Researchers often want to a difference-in-differences (DiD) model in
a regression setting. Typically, these have made use of the so-called
*twoway fixed effects* (TWFE) framework. For example, in a static
setting:

\[\begin{equation} y_{it} = \mu_i + \mu_t + \tau D_{it} + \varepsilon_{it}, \end{equation}\]

where \(\mu_i\) are unit fixed effects, \(\mu_t\) are time fixed effects, and \(D_{it}\) is an indicator for receiving treatment.

Similarly, a (dynamic) event-study TWFE model could be written as:

\[\begin{equation} y_{it} = \mu_i + \mu_t + \sum_{k = -L}^{-2} \tau^k D_{it}^k + \sum_{k = 1}^{K} \tau^k D_{it}^k + \varepsilon_{it}, \end{equation}\]
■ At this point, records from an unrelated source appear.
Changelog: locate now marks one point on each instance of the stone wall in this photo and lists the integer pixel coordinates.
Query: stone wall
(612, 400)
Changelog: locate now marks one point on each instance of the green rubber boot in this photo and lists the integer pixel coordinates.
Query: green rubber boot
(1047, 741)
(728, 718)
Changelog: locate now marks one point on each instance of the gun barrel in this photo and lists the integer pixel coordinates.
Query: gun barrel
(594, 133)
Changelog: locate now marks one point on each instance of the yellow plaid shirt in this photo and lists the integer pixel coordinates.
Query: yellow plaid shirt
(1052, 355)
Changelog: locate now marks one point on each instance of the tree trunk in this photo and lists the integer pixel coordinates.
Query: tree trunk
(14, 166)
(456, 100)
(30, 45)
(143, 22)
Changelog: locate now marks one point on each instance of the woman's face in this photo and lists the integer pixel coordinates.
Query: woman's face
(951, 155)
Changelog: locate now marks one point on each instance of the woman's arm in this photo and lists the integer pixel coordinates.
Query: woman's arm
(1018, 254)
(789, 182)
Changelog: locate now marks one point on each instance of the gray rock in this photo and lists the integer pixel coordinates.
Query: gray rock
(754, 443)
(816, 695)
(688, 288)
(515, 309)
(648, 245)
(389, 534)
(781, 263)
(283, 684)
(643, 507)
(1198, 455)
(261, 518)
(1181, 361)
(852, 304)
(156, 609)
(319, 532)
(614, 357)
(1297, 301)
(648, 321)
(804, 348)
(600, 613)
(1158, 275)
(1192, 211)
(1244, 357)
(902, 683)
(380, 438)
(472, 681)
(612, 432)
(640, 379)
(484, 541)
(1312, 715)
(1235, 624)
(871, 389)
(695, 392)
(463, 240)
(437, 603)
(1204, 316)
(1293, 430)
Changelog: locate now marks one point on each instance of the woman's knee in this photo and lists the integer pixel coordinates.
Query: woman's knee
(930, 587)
where \(D_{it}^k\) are lag/leads of treatment (k periods from initial treatment date).

However, running OLS to estimate either model has been shown to not recover an average treatment effect and has the potential to be severely misleading in cases of treatment effect heterogeneity Borusyak et. al. (2021); Callaway and Sant’Anna (2020); de Chaisemartin and d’Haultfoeuille (2020); Goodman-Bacon (2021); Sun and Abraham (2020)].

One way of thinking about this problem is through the Frisch–Waugh–Lovell (FWL) theorem. When estimating the unit and time fixed effects, you create a residualized \(\tilde{Y}_{it}\) which is commonly said to be “the outcome variable after removing time shocks and fixed units characteristics”, but you also create a residulaized \(\tilde{D}_{it}\) or \(\tilde{D}_{it}^k\). To simplify the literature, this residualized treatment indicators is what creates the problem of interpreting \(\tau\) or \(\tau^k\), especially when treatment effects are heterogeneous.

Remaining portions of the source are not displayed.